API
The best way to deploy the REST API instance is to use Docker. Use the docker/api/Dockerfile
to build a minimal Docker image:
docker build -f docker/api/Dockerfile -t inference-server-hpc:latest .
# Or if you need root permissions for docker:
sudo docker build -f docker/api/Dockerfile -t inference-server-hpc:latest .
Virtual machine setup
We recommend running the service in a virtual machine with minimum specs:
Operating System: Linux (any modern distribution) RAM: 4GB VCPUs: 2 VCPU Free disk space: 50GB
Running the container
In order to properly connect the service to your HEAppE server, create .env file based on .env.example and fill in the credentials.

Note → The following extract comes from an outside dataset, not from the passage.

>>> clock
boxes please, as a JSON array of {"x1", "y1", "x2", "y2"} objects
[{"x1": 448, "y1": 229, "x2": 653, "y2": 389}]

It's mandatory to fill all HEAPPE variables. The LEXIS variables are only needed if you wish to connect the service to LEXIS. Otherwise you can authenticate
using the prototype static key INFERENCE_SERVICE_FASTAPI_TOKEN, which is local to your API instance.
To further customize the API and the job daemon, it's possible to override the default config.yaml. Simply mount your config to /app/config.yaml in the container.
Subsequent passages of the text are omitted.